Dom Anthony glanced behind him to see that no one was following, and then turned to the other.
“They are both gone,” he said, “and others are going. Dom Bernard is getting his things together. I saw them under his bed last night.”
Chris stared at him, mute and terrified.
“What are we to do, Dom Anthony?”
“We can do nothing. We must stay. Remember that we are the only two who have any rights here now, before God.”
There was silence a moment. Chris glanced at the other, and was reassured by the steady look on his ruddy face.
“I will stay, Dom Anthony,” he said softly.
The other looked at him tenderly.
“God bless you, brother!” he said.
That night Dom Bernard and another were gone. And still the others made no sign or comment; and it was not until yet another pair had gone that Dom Anthony spoke plainly.
He was now the senior monk in the house; and it was his place to direct the business of the chapter. When the formal proceedings were over he stood up fearlessly.
“You cannot hide it longer,” he said. “I have known for some while what was impending.” He glanced round at the empty stalls, and his face flushed with sudden anger: “For God’s sake, get you gone, you who mean to go; and let us who are steadfast serve our Lord in peace.”
Chris looked along the few faces that were left; but they were downcast and sedate, and showed no sign of emotion.
Dom Anthony waited a moment longer, and then gave the signal to depart. By a week later the two were left alone.
* * * * *
It was very strange to be there, in the vast house and church, and to live the old life now stripped of three-fourths of its meaning; but they did not allow one detail to suffer that it was possible to preserve. The opus Dei was punctually done, and God was served in psalmody.
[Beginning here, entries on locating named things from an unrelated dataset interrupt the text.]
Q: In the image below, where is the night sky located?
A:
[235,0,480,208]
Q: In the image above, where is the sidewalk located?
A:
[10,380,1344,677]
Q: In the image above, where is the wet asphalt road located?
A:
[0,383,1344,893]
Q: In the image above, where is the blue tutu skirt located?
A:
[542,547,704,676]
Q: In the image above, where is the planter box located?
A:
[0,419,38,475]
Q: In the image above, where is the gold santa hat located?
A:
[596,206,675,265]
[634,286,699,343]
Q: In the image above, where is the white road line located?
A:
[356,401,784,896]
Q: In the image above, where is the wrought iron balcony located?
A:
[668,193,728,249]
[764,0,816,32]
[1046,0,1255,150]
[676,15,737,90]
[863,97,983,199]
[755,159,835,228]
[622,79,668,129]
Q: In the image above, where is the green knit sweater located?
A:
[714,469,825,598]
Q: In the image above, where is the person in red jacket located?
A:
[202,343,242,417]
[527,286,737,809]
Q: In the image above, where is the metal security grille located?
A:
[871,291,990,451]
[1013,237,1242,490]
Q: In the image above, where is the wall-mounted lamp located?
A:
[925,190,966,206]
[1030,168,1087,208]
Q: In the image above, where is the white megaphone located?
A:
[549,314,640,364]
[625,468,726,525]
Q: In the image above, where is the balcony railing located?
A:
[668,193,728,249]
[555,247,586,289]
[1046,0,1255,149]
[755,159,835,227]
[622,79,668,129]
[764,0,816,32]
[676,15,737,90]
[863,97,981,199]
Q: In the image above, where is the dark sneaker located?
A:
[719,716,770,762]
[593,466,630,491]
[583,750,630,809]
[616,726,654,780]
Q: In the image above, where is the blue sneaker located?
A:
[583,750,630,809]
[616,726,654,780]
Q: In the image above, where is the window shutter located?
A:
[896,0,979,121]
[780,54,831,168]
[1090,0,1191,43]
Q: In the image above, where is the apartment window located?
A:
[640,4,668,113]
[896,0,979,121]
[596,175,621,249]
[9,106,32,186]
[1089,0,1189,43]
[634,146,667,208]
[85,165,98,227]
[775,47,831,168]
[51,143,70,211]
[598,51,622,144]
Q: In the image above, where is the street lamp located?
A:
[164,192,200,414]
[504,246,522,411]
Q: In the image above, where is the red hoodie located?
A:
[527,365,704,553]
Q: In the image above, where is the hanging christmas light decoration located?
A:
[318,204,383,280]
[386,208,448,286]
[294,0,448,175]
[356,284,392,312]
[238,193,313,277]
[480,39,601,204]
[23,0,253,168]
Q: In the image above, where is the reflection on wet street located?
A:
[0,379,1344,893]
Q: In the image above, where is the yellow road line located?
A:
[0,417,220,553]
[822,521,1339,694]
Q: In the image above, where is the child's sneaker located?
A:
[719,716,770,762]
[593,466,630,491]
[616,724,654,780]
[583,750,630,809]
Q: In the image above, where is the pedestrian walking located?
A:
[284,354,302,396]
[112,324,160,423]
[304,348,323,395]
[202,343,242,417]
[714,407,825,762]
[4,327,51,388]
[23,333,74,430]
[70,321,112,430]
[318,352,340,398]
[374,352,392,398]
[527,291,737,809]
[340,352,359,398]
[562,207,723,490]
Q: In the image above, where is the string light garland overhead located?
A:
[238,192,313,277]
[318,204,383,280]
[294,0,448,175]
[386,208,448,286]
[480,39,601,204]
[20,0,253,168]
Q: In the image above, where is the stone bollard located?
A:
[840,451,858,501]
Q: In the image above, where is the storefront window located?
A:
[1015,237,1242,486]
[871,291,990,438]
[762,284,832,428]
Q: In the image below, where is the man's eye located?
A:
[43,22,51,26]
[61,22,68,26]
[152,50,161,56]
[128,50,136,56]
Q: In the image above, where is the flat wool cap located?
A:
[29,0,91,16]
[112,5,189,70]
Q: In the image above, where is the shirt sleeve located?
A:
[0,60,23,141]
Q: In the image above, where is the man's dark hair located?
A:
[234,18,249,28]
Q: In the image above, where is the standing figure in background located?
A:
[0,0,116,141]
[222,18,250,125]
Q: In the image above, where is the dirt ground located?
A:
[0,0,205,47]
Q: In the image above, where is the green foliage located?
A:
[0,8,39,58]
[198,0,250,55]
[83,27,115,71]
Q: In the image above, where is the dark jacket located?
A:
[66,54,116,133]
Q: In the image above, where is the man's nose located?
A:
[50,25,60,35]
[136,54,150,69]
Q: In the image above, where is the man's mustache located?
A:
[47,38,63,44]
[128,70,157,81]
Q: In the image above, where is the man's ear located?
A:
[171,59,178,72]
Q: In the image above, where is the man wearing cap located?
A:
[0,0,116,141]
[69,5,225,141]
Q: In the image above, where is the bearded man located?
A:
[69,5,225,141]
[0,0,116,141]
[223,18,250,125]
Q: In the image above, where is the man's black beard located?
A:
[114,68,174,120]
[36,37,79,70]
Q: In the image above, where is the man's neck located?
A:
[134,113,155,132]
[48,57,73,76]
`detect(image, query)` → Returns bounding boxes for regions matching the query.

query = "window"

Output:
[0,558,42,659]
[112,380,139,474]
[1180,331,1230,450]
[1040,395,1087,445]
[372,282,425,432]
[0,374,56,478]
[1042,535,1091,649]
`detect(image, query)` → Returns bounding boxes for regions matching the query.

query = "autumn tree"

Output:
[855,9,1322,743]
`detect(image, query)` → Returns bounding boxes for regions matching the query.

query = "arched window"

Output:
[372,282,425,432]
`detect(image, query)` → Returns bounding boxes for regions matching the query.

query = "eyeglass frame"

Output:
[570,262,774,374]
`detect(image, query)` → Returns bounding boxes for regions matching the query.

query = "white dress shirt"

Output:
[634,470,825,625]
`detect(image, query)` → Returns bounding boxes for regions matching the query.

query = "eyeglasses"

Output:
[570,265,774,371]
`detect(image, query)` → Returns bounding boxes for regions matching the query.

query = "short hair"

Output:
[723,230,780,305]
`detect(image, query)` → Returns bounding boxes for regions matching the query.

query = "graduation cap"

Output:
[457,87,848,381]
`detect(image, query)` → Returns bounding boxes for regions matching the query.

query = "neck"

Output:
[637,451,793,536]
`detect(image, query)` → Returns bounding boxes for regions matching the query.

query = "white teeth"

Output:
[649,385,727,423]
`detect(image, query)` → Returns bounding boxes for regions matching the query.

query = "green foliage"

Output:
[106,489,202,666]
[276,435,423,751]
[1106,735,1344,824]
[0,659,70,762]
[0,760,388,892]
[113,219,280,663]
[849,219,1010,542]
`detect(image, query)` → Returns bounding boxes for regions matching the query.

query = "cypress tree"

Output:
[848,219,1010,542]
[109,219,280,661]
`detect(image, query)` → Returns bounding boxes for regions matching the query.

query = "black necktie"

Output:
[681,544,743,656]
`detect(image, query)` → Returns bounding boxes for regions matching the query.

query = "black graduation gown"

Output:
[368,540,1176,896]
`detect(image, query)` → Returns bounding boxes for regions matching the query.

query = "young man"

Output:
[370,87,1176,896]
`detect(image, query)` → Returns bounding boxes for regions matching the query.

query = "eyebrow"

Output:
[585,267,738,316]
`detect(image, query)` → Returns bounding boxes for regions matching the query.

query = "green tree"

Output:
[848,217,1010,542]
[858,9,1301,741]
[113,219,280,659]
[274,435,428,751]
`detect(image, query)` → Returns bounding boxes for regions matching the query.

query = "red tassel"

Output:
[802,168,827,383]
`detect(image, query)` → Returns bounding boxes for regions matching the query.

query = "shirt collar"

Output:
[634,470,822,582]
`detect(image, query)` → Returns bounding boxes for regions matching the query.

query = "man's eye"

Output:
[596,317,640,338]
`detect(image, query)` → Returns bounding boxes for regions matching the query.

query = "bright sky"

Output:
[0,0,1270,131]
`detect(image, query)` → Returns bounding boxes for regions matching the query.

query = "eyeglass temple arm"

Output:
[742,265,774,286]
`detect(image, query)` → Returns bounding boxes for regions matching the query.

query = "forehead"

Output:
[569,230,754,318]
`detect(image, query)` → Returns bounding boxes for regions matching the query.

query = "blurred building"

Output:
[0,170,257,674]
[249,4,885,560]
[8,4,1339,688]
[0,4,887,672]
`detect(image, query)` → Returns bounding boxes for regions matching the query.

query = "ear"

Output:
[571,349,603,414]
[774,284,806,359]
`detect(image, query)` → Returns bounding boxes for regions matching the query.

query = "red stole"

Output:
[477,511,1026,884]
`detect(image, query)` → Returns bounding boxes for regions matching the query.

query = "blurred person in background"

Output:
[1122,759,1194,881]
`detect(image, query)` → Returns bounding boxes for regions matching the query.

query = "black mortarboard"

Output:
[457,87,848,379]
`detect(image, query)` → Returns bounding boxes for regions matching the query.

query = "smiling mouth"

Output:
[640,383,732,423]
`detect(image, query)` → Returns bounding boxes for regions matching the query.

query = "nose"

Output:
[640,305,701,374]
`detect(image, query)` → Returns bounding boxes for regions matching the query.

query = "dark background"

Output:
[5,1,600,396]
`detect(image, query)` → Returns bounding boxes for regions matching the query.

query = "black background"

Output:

At the proper hours the two priests met in the cloister, cowled and in their choir-shoes, and walked through to the empty stalls; and there, one on either side, each answered the other, bowed together at the Gloria, confessed and absolved alternately. Two masses were said each day in the huge lonely church, one at the high altar and the other at our Lady’s, and each monk served the other. In the refectory one read from the pulpit as the other sat at the table; and the usual forms were observed with the minutest care. In the chapter each morning they met for mutual confession and accusation; and in the times between the exercises and meals each worked feverishly at the details that alone made the life possible.
They were assisted in this by two paid servants, who were sent to them by Chris’s father, for both the lay-brothers and the servants had gone with the rest; and the treasurer had disappeared with the money.